Valerius glared at him. ‘What was that about?’

‘You’ll see.’ Valerius looked towards the century the Spaniard had chosen. It stood opposite one of the weak points he had identified in the Twenty-first’s line. Adiutrix’s former sailors had created a bulge in the enemy front rank, but couldn’t break the wall of shields. Serpentius tried to explain, but the air around the two men seemed to shake with the growing cacophony of sound as tens of thousands of men attempted to slaughter each other. Valerius had to put his ear to the Spaniard’s mouth to hear him. ‘Your problem is that you think of them as soldiers,’ Serpentius shouted. ‘They’re not soldiers, they’re killers, and they can do things that no soldier would even attempt. But being in the arena isn’t just about killing, it’s about entertaining.’ He shook his head at the memory. ‘Old Marcus taught me that. Please the crowd and the rewards will come. One day it might even be your freedom. But the crowd always wanted something more, something they’d never witnessed before. We would practise things that might never be seen in the arena, but made us faster and harder and turned us into athletes and acrobats. Watch.’

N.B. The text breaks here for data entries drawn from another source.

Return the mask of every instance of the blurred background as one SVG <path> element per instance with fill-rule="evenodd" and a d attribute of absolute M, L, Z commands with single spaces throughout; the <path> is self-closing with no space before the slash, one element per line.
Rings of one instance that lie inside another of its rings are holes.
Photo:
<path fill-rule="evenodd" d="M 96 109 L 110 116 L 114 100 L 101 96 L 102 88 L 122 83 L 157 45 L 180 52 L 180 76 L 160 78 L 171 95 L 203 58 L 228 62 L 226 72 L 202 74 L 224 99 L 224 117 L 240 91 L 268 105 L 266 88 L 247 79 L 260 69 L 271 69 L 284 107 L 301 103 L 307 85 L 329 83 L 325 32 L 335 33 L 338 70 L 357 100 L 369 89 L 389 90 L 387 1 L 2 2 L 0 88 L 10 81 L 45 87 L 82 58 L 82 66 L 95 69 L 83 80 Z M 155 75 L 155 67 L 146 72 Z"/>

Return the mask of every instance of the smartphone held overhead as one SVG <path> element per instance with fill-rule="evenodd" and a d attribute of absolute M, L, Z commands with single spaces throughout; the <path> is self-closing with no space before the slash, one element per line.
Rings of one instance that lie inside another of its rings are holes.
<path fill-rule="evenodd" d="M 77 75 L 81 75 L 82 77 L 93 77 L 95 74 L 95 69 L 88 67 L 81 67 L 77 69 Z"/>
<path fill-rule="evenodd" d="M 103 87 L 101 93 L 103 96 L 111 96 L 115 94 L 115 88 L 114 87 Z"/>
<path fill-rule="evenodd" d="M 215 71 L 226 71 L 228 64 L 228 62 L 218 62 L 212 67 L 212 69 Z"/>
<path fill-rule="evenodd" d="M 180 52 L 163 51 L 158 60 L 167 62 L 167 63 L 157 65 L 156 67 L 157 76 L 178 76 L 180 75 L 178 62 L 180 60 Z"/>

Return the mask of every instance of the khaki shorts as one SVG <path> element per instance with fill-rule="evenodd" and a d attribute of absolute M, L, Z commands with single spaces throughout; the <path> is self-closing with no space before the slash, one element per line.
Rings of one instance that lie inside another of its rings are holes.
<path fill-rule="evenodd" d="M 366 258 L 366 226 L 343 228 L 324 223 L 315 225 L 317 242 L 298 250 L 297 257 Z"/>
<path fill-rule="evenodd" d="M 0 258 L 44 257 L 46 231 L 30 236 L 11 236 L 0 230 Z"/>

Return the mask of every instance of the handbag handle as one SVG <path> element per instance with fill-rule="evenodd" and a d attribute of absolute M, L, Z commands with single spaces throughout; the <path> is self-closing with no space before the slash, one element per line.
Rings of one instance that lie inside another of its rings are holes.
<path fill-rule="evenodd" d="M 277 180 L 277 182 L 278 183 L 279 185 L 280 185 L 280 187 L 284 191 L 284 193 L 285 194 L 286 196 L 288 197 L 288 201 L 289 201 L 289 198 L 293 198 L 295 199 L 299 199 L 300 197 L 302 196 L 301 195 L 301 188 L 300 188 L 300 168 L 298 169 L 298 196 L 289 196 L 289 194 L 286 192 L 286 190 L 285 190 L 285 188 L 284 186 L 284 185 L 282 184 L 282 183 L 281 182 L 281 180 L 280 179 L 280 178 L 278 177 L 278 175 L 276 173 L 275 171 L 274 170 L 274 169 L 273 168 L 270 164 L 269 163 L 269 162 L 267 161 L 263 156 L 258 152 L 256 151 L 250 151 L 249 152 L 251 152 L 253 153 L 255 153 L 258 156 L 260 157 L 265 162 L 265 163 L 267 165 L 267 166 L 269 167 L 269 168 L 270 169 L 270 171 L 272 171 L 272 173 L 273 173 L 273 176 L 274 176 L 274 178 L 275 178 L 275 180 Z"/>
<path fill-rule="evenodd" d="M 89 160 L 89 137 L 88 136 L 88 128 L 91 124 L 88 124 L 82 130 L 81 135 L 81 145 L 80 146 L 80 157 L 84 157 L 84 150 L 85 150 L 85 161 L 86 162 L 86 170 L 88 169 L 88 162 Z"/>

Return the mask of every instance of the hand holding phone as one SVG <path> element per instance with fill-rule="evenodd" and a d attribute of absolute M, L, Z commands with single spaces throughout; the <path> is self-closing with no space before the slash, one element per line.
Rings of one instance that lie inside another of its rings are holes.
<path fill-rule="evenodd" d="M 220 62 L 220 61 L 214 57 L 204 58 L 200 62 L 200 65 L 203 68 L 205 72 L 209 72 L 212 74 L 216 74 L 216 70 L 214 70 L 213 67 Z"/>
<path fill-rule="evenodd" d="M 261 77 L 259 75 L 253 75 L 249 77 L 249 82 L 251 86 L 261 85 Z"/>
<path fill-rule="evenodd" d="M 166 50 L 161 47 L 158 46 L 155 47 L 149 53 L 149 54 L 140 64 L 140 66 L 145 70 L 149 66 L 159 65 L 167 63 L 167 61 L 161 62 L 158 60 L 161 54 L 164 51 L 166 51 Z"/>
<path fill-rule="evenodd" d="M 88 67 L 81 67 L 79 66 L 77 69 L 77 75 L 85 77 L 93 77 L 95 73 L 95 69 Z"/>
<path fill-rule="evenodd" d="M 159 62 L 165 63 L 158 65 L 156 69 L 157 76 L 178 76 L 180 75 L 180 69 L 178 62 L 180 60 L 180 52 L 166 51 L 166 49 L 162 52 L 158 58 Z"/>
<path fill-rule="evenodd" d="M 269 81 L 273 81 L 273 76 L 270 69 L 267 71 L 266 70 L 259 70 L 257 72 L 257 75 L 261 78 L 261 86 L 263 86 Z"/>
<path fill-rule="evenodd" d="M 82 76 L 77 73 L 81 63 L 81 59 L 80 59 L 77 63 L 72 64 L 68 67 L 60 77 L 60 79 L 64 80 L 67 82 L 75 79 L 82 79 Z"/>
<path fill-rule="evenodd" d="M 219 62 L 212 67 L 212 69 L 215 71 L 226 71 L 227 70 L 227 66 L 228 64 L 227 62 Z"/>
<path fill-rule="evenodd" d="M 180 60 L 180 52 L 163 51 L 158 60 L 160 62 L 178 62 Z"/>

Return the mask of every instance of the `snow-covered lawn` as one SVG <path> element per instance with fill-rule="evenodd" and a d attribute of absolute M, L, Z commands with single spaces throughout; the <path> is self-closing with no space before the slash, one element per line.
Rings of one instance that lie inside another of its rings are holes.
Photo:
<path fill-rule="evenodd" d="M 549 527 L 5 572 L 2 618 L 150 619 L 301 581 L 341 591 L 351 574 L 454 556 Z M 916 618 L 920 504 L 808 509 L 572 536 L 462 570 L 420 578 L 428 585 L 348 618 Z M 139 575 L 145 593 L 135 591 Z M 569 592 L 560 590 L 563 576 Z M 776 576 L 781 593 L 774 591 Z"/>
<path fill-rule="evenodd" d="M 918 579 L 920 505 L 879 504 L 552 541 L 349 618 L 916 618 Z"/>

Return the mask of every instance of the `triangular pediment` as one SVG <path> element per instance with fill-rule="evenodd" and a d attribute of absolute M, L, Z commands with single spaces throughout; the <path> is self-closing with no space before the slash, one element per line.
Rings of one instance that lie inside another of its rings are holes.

A dozen men in the gladiator century dropped to the ground and slithered their way like snakes through the legs of the fighting lines. At the same time, more men withdrew in threes from the unit and moved behind the third line, two of them holding a shield between them and one, the lightest and most agile of the three, backing further away.

‘What …?’

‘Wait.’

Even as Serpentius said the word, the sound of battle altered. The screams of the dying and the maimed remained undiminished, but the normal cursing and insults changed to cries of consternation and confusion. In that instant, Valerius understood what had happened and what would happen next.

‘Marcus, tell the men to prepare,’ he called urgently. ‘Serpentius, since you’re so fond of giving orders, tell Juva to bring his cohort forward.’

He ran across to Benignus and told him what was planned. The legate frowned. ‘You’re sure? It will weaken our reserves and it doesn’t seem very honourable.’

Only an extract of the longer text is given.